The public-private partnership hopes to solve the greatest scientific challenges of our time
A new cloud computing platform that will provide services for a number of major European scientific organisations has been presented at the Cloudscape IV conference.
The platform, named after a large planetary nebula in the Aquarius constellation, will form part of the wider Digital Agenda for Europe.
In the name of science
Helix Nebula was conceived last year by the European Space Agency (ESA) to provide cloud services to space exploration and scientific organisations in Europe. It was later joined by the European Organisation for Nuclear Research (CERN), the European Molecular Biology Laboratory (EMBL) and other members of the EIROforum research organisation.
Helix Nebula aims to establish a sustainable multi-tenant cloud computing infrastructure in Europe, based on the needs of scientific community. It will bring together commercial services from multiple IT industry providers, and promises to adhere to the highest quality standards. The scheme will become part of the Digital Agenda for Europe, which will be presented by European Commissioner Neelie Kroes this summer.
All participating supply-side providers and demand-side organisations will become part of Consortium with free membership, governed by strict confidentiality agreements, as it is expected that Helix Nebula use cases will include data that is personal, of economic value or of national importance.
Commercial service providers which have confirmed their participation in the public-private partnership include Atos, SAP, Logica, T-Systems, Sixsq, CloudSigma, Interoute and Telefonica. More supply-side members could be added following the Proof of Concept stage sometime in 2012.

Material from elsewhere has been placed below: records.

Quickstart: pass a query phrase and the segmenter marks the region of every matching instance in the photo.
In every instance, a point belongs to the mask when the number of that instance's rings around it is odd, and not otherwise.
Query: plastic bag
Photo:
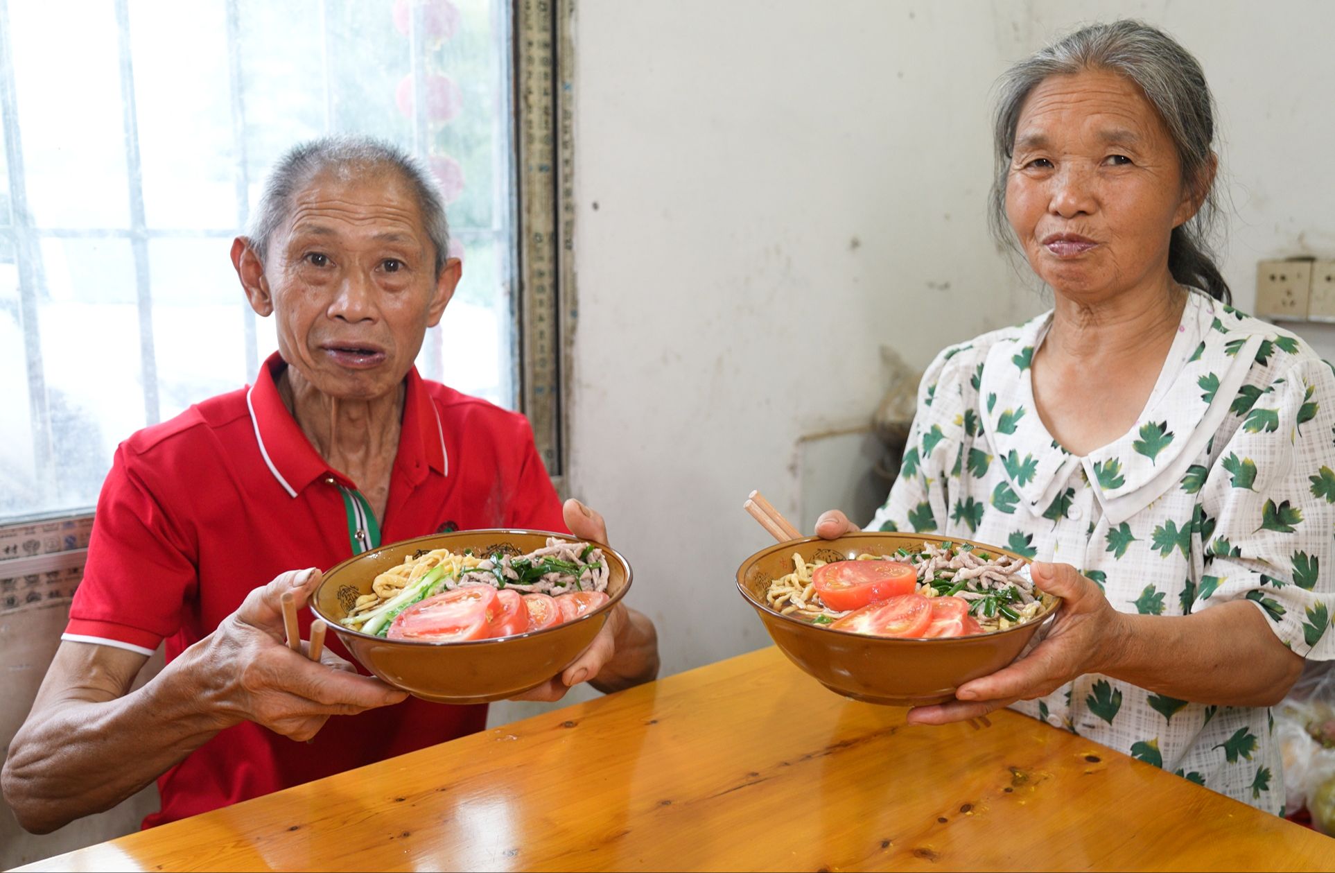
[[[1318,749],[1308,762],[1307,812],[1312,814],[1314,828],[1324,834],[1335,833],[1335,749]]]
[[[1307,806],[1307,773],[1320,745],[1307,728],[1291,718],[1275,718],[1275,741],[1284,761],[1284,809],[1296,813]]]
[[[1303,806],[1312,825],[1335,834],[1335,670],[1311,662],[1275,707],[1275,740],[1284,765],[1284,809]]]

The Helix Nebula project will start with three high-profile “flagship use” cases. Firstly, CERN will use the cloud to crunch data from the ATLAS experiment at the Large Hadron Collider particle accelerator and secondly, EMBL will study genomic assembly using the resources of the cloud. Finally, ESA and other space agencies will launch SuperSites Exploitation platform that aims to advance the scientific understanding of the physical processes controlling earthquakes and volcanic eruptions.
It is hoped that the unified scientific cloud will make cross-discipline collaboration and research easier and in the future help tackle problems as climate change, water and food shortages, and the aging of the world population. The programme entered its pilot phase this year, and could become a full-scale cloud market by 2014.